Tetap Harus Waspada!

Meski kebanyakan kejang tidak membahayakan dan memerlukan tindakan medis sesegera mungkin, Mums tetap tidak boleh lengah. Status epileptikus merupakan kondisi mengancam jiwa, yang membuat si Kecil mengalami kejang dalam waktu yang lama atau mengalami kejang berturut-turut tanpa sadarkan diri.

 

Kondisi ini lebih umum terjadi pada orang dengan epilepsi. Namun, 1/3 orang yang mengalaminya tidak pernah kejang sebelumnya. Risiko status epileptikus meningkat seiring lamanya kejang terjadi. Karenanya, Mums harus segera membawa si Kecil ke rumah sakit jika kejang yang dialami berlangsung lebih dari 5 menit.

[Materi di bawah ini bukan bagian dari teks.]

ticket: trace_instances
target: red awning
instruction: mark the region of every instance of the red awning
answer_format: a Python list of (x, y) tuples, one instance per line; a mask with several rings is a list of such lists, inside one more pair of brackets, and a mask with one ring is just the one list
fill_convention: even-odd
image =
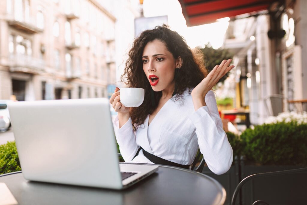
[(188, 26), (268, 9), (278, 0), (179, 0)]

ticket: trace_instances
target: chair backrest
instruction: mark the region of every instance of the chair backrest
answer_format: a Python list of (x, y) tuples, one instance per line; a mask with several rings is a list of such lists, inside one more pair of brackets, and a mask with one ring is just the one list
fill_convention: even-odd
[(284, 98), (282, 95), (273, 94), (264, 98), (264, 105), (268, 115), (277, 116), (282, 112), (282, 103)]
[(200, 160), (200, 162), (199, 164), (197, 167), (196, 168), (195, 168), (196, 165), (198, 162), (200, 157), (201, 155), (201, 153), (200, 153), (199, 149), (198, 151), (197, 152), (197, 154), (196, 155), (196, 156), (195, 157), (194, 161), (193, 161), (193, 163), (191, 165), (191, 170), (200, 173), (203, 171), (203, 169), (204, 169), (205, 163), (206, 163), (206, 162), (205, 161), (205, 159), (203, 157), (202, 159), (201, 160)]
[[(232, 198), (231, 198), (231, 205), (235, 205), (235, 199), (237, 196), (240, 191), (242, 187), (246, 183), (256, 178), (259, 178), (260, 177), (270, 177), (273, 176), (277, 176), (278, 175), (282, 175), (285, 174), (293, 174), (297, 172), (300, 172), (303, 171), (307, 171), (307, 167), (304, 168), (300, 168), (300, 169), (290, 169), (288, 170), (285, 170), (284, 171), (272, 171), (270, 172), (266, 172), (265, 173), (261, 173), (260, 174), (256, 174), (249, 176), (243, 179), (241, 182), (239, 183), (239, 184), (237, 186), (237, 187), (235, 190), (233, 194), (232, 195)], [(302, 182), (302, 183), (303, 183)], [(266, 205), (268, 204), (265, 202), (262, 201), (256, 201), (253, 204), (256, 205), (258, 204), (260, 205), (261, 204), (263, 205), (265, 204)]]

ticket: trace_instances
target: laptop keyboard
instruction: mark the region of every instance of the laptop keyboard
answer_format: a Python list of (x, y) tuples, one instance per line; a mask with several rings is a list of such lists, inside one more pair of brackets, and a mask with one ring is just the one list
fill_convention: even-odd
[(122, 175), (122, 180), (123, 180), (126, 179), (128, 177), (130, 177), (131, 176), (134, 175), (137, 172), (121, 172), (121, 174)]

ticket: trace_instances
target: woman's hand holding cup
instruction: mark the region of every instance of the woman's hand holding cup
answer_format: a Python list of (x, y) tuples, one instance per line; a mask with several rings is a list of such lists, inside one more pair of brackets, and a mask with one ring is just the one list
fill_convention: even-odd
[(120, 102), (120, 92), (119, 91), (119, 88), (117, 87), (114, 90), (114, 93), (112, 94), (110, 98), (110, 103), (112, 105), (114, 110), (115, 112), (119, 113), (119, 115), (120, 115), (119, 113), (122, 114), (125, 114), (126, 115), (129, 114), (129, 108), (126, 107)]

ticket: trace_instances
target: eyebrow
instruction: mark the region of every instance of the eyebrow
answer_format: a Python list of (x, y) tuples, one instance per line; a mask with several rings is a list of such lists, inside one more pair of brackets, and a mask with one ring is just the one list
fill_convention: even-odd
[[(153, 55), (152, 56), (153, 56), (153, 57), (155, 57), (156, 56), (158, 56), (158, 55), (165, 55), (165, 56), (166, 56), (166, 55), (164, 55), (164, 54), (155, 54), (154, 55)], [(147, 56), (147, 55), (144, 55), (143, 57), (142, 57), (142, 58), (148, 58), (148, 56)]]

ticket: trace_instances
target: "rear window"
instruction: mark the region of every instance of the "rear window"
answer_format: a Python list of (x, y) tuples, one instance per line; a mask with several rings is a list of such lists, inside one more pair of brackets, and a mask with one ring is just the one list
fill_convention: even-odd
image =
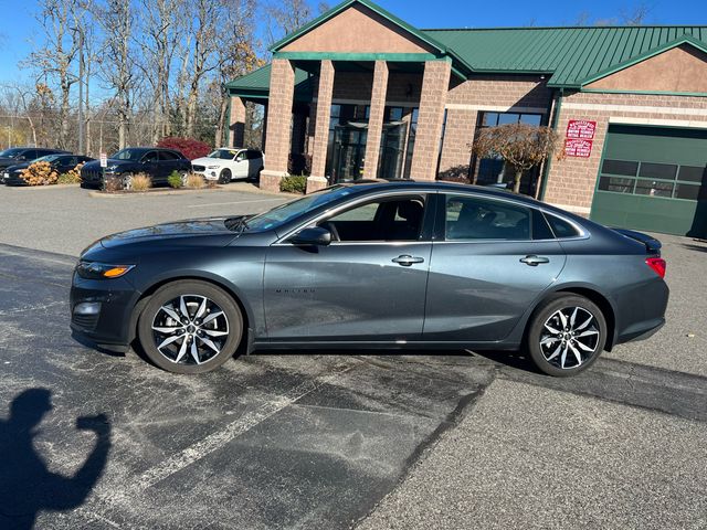
[(557, 218), (550, 213), (546, 213), (545, 218), (548, 220), (555, 236), (559, 240), (581, 235), (571, 223), (568, 223), (563, 219)]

Baca juga: Jika Anak Terdiagnosis Epilepsi
 

Mums mungkin juga pernah mendengar kondisi yang dikenal dengan nama Sudden Unexplained Death, yakni kematian mendadak tanpa diketahui alasannya. Ini bisa terjadi terhadap siapapun, tetapi lebih sering terjadi pada penderita epilepsi.

 

Oleh karena itu, jika si Kecil menderita epilepsi, Mums harus mewaspadai kondisi ini. Mengontrol terjadinya kejang, terutama selama si Kecil tidur, merupakan cara paling efektif untuk menghindari Sudden Unexplained Death. (AS/AY)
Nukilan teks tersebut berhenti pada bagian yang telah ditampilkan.